On 2014/01/08, 8:00 PM, "Bob Ball" <ball(a)umich.edu> wrote:
We are running lustre 2.1.6 on SL6.4 systems. Most OST date back to
lustre 1.8.4 under SL5.x.
I now find it necessary to drain and reformat the underlying RAID volume
of one of these OST. I have done this several times in the past, under
lustre 1.8.4, and was highly satisfied with the outcome. However, I
find this somewhat more problematic under 2.1.6 now. Basically, in the
two examples so far, corrupted files have resulted.
I have used lfs_migrate to first drain, then refill the OST after it is
reformatted. It is much faster now than under 1.8.4, which is nice. Do
I have to do this on an idle file system though to avoid the
corruption? The two previous examples were still live, so it was
possible that the corrupted files were being accessed at the time?

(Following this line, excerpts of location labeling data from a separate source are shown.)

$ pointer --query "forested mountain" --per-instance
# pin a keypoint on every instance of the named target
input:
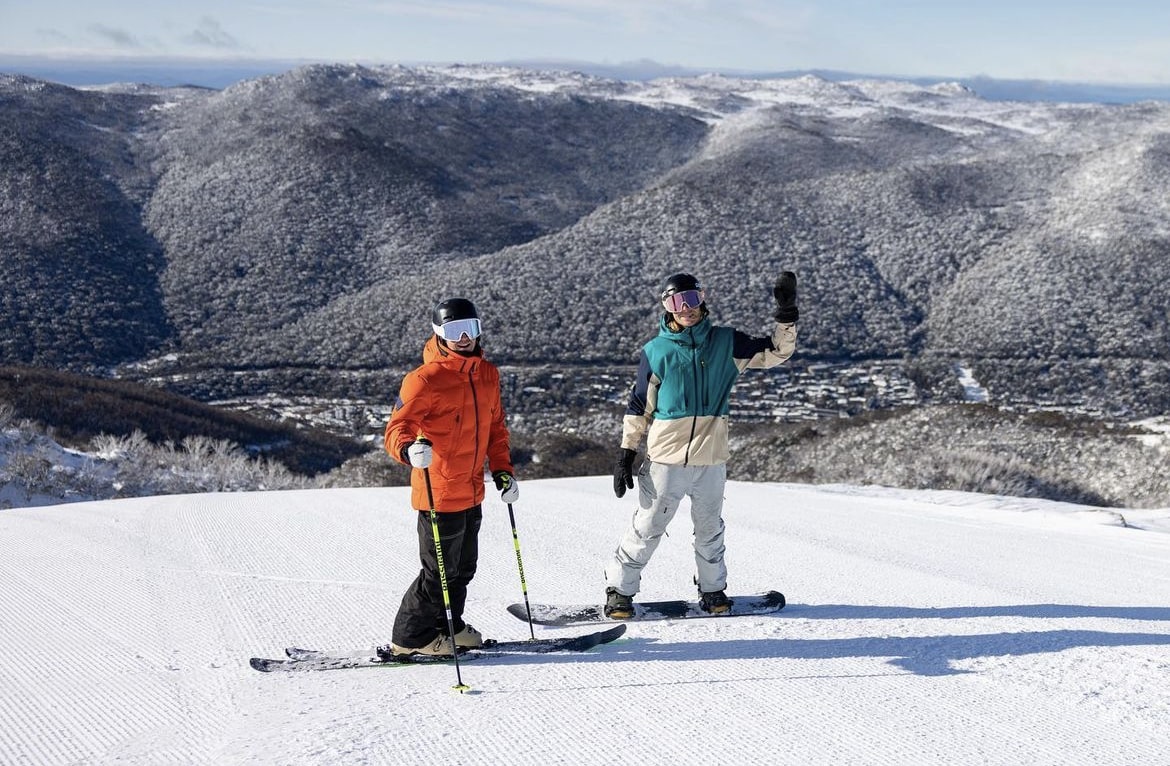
(310, 220)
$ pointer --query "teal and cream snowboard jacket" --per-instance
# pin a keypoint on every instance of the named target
(680, 399)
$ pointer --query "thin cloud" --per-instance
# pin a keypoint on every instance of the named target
(211, 34)
(118, 38)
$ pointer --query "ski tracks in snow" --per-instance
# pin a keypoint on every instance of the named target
(917, 632)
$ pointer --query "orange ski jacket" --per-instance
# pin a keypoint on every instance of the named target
(454, 401)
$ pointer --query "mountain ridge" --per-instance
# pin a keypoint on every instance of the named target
(311, 219)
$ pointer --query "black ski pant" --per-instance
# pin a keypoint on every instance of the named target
(421, 615)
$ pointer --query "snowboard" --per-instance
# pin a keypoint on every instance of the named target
(679, 609)
(301, 660)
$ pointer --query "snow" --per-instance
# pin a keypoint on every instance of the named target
(922, 628)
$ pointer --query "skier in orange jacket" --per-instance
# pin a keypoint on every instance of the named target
(449, 420)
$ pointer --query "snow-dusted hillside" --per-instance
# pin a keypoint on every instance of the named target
(288, 233)
(922, 627)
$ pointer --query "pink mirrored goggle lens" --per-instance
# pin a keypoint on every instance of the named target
(456, 329)
(683, 299)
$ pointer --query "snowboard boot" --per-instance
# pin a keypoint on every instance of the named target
(714, 602)
(618, 606)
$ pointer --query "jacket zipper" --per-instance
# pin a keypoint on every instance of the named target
(475, 408)
(694, 419)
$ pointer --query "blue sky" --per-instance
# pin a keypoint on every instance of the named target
(1124, 41)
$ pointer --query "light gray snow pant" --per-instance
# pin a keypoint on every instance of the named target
(660, 490)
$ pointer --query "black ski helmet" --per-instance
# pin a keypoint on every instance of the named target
(453, 309)
(678, 283)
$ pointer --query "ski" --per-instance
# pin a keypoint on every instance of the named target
(304, 660)
(678, 609)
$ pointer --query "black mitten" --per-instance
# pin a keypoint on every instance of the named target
(624, 471)
(785, 294)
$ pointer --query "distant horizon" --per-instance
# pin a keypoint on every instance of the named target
(82, 70)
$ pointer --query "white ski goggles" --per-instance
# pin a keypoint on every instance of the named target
(456, 329)
(682, 299)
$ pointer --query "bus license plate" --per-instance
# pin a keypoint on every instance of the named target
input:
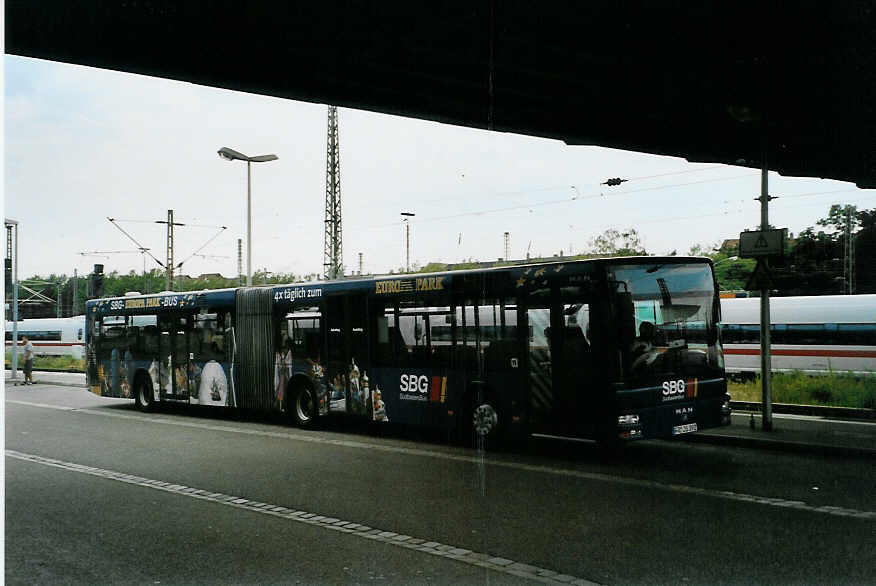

Could this have been the cause of the problems?
What am I missing in doing this now under 2.1.6?
The lfs_migrate man page and script for 2.1 (I thought) made it pretty
clear
that this tool is not safe for files that may be in use/modified:
# lfs_migrate /mnt/lustre/foo
lfs_migrate is currently NOT SAFE for moving in-use files.
Use it only when you are sure migrated files are unused.
If emptying OST(s) that are not disabled on the MDS, new
files may use them. To prevent MDS allocating any files on
OSTNNNN run 'lctl --device %{fsname}-OSTNNNN-osc deactivate'
on the MDS.
Continue? (y/n)
This situation is improved in Lustre 2.4 and 2.5 - open files are migrated
"in place" and transparently to applications, though it isn't yet able to
migrate files that are actively being modified (it should leave the file in
place if it detects the file is modified during migration).
Cheers, Andreas
--
Andreas Dilger
Lustre Software Architect
Intel High Performance Data Division